Russia is looking for answers to questions raised by the deadly crash landing of an Aeroflot jet at Moscow’s Sheremetyevo Airport, which killed 41 people on Sunday. The tragedy and how it was handled drew attention to certain uncomfortable issues about Russia as a state.

Two days after the crash, political scientist Maria Snegovaya published a short note on Facebook, listing the ways in which official communication about the tragedy fell short of normal expectations. First, Aeroflot waited for an incomprehensibly long time before publishing a list of the victims. And when it did, the list contained the names of all passengers instead, forcing family members to compare the names with a list of survivors published by the media to find out whether their loved ones perished. Three federal television channels spent less than ten minutes reporting on the tragedy, and on the news program of the publicly owned Rossiya-1 news of the crash came second only, after a report on Venezuela. This might just have been the consequence of the authorities’ refusal to reveal the full death count until after the evening news. But this would not explain why, as Snegovaya points out, all federal channels avoided mentioning that the plane belonged to Russia’s flagship carrier. To top it off, president Vladimir Putin did not announce a national day of mourning, since Russian custom ostensibly dictates that such a day should be called only if at least 60 people have died, but more probably because he did not want mourning to overshadow Russia’s federal festivities on 9 May, the Day of Victory.

On the same day, Anastasia Dagaeva, an aviation journalist published an article on the website of the Carnegie Moscow Center about the Sukhoi Superjet 100, the aircraft involved in the fire. Dagaeva paints a grim picture of Russia’s aviation industry, claiming that the “Superjet”, manufactured by the United Aircraft Corporation became popular mostly due to the hype it earned as a flagship project supported by the government, which guaranteed it a large number of sales through subsidies and tax breaks, but also prevented developers from discussing design flaws openly. This week’s disaster will likely not ground United Aircraft either, Dagaeva added, since if all else fails, the Interior Ministry or the Federal Security Bureau can chip in to prop up the company.

The story told by Dagaeva echoes other, similar stories from past years, in which questionable projects were directly or indirectly supported by the Russian state for prestige reasons and through political connections, sometimes damaging state institutions or the non-state sector. Rosneft, the poorly managed, heavily indebted oil company led by Igor Sechin, a former Putin aide, has grown through several costly acquisitions and questionable court cases bordering blackmail since 2012. These have eroded trust in the Russian judicial system and weighed heavily on Russia’s finances, most recently last year when, according to information unearthed by Reuters, VTB, a state-owned bank had to finance the acquisition of the privatization of a 19.5 percent stake in the company by Qatar’s sovereign wealth fund.
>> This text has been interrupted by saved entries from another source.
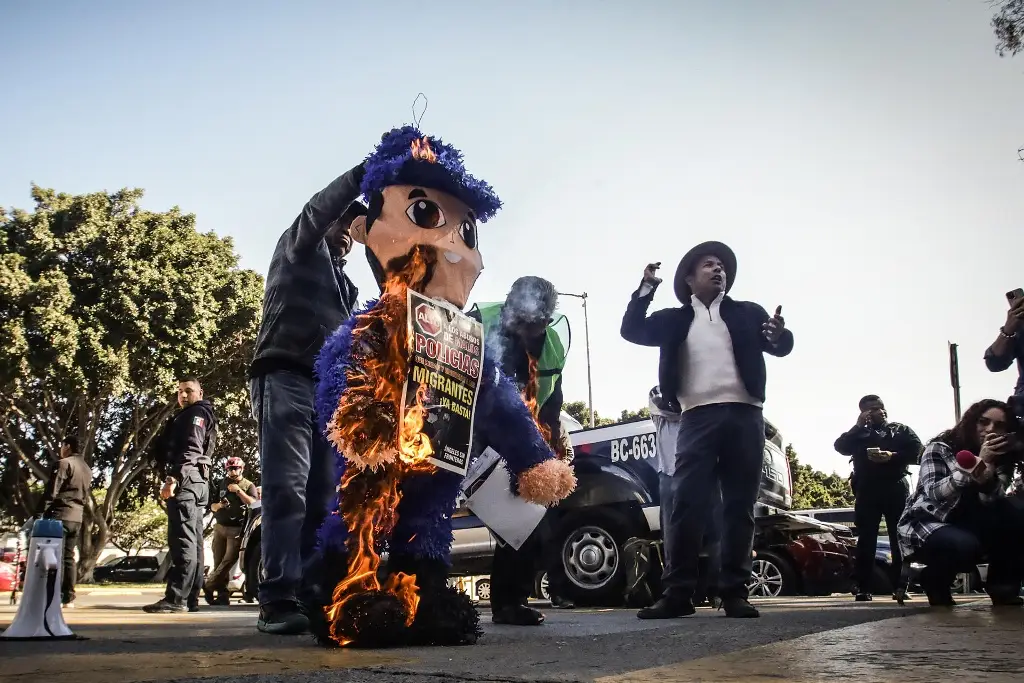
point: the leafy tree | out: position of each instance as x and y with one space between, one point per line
102 306
812 488
1009 27
143 527
581 412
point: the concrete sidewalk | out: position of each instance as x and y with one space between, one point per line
800 640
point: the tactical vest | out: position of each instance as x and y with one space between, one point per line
552 359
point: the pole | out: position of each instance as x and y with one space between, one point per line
590 385
954 378
586 331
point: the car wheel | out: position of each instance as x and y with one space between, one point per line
592 559
771 575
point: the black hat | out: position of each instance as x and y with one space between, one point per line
718 249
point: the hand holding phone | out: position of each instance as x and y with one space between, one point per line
1015 316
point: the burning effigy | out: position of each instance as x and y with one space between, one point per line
403 397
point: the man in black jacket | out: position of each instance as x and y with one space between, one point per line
65 501
186 444
881 453
712 370
307 297
518 335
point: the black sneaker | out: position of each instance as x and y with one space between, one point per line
562 603
739 607
164 607
283 617
517 615
666 608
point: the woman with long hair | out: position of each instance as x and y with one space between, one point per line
956 515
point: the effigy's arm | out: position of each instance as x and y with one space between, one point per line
504 423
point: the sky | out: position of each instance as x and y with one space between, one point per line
859 158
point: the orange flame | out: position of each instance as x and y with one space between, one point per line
529 396
422 150
380 451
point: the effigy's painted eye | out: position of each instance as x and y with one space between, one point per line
468 232
426 214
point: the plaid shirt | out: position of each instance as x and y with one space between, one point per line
941 482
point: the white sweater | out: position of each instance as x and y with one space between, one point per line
707 363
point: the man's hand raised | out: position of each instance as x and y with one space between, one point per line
650 273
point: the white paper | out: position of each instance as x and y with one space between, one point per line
507 516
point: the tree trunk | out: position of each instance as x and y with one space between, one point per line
95 534
165 565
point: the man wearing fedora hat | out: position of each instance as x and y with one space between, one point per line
712 371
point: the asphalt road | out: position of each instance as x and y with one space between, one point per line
221 645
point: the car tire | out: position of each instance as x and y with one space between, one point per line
881 584
771 575
541 587
590 547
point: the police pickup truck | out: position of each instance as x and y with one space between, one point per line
617 499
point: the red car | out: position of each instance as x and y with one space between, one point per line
7 577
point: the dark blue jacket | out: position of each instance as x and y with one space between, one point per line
668 328
307 294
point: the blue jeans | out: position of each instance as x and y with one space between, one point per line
298 478
720 447
709 564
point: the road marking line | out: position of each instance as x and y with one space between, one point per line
125 668
926 646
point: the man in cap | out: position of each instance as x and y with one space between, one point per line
712 371
233 497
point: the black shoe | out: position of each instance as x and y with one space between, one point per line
561 603
517 615
283 617
164 607
666 608
739 607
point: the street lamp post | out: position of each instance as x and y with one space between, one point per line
586 332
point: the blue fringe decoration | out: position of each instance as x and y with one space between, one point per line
424 526
330 382
392 164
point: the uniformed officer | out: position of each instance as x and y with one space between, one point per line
231 501
185 444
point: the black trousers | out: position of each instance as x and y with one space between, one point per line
873 502
184 538
69 571
994 530
513 571
720 449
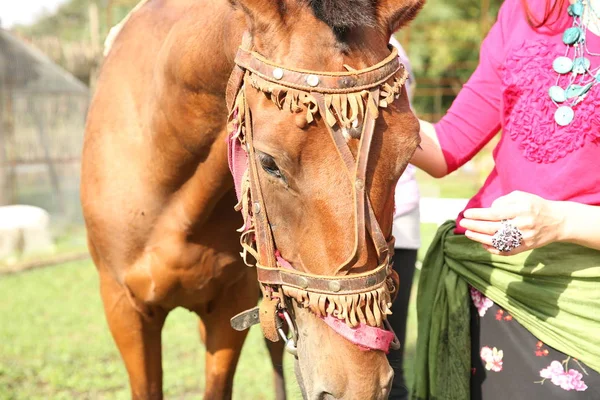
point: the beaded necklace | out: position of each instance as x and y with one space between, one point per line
574 67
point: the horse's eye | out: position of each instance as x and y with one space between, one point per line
268 164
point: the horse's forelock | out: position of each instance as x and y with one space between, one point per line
343 14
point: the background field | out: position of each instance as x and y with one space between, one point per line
54 341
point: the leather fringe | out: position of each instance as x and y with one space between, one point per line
369 308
In recent years, Rosneft has also spent billions of dollars propping up Venezuela’s crumbling regime through financing joint ventures with the Venezuelan state oil company for political reasons. Or take the Sochi Olympics, another highly corrupt vanity project. The games were originally planned to cost $12 billion, but due mostly to large-scale corruption the final figure was closer to $51 billion. The games were financed, to a large part, through the state-owned VEB investment bank, which then had to request state support.
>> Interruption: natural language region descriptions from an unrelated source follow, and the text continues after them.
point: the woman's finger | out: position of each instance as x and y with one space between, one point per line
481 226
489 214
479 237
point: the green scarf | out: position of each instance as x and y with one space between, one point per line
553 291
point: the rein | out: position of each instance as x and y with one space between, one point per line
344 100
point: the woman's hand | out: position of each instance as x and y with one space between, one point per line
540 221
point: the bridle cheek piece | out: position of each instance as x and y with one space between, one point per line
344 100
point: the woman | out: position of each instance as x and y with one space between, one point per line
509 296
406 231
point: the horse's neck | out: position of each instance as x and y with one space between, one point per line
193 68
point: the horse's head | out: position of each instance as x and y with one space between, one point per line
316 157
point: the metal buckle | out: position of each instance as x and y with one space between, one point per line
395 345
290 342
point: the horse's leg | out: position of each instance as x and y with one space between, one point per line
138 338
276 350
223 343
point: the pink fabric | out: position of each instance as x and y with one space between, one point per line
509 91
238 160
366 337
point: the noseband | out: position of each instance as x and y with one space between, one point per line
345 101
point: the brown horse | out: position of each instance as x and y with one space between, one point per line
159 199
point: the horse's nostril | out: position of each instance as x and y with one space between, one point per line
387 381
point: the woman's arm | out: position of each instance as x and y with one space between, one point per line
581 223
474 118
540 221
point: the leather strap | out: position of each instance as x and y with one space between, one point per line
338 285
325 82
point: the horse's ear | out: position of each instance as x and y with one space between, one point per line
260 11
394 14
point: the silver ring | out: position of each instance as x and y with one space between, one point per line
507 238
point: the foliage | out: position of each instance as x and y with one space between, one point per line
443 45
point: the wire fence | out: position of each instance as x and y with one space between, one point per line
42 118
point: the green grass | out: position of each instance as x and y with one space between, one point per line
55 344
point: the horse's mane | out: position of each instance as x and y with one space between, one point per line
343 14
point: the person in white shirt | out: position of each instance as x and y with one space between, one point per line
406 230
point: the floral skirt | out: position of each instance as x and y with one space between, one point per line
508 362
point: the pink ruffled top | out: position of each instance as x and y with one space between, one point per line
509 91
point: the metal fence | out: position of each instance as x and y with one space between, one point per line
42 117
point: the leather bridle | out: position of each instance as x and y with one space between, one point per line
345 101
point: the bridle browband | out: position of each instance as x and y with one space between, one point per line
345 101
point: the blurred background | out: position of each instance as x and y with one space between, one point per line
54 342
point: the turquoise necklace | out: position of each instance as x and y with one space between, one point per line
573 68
Snegovaya’s list, on its part, shows how a Russian government, which still strongly relies on television to shape public opinion, is becoming increasingly detached from domestic issues and, unable to get its priorities right in a war-like, foreign policy-heavy public atmosphere that it itself created. Downplaying the gravity of and withholding information about major accidents and disasters is of course not a novel feature of Russian (Soviet) government communication, but it has always betrayed insecurity and the rigidness of a top-heavy decision-making structure in crisis situations. And that top-heavy decision-making is not going anywhere. In the latest iteration of turning public servants and lower-level political leaders into efficient managers, the Kremlin has recently published a list “key performance indicators” (KPIs – corporate benchmarks that have been tried out by various governments, including Russia’s, in the public sector in past decades, with very little success) for governors. These range from the state of their region’s road network to “trust in the government” (at the first place) – governors are supposed to deliver on 15 different performance indicators, all while their political authority and budgetary autonomy has been steadily decreasing for years. The contradiction, it seems, is lost on Russia’s federal leaders.

Thus the deadly crash of an airliner becomes a snapshot of a government that is trying to govern political subjects through corporate means and corporations through means of politics.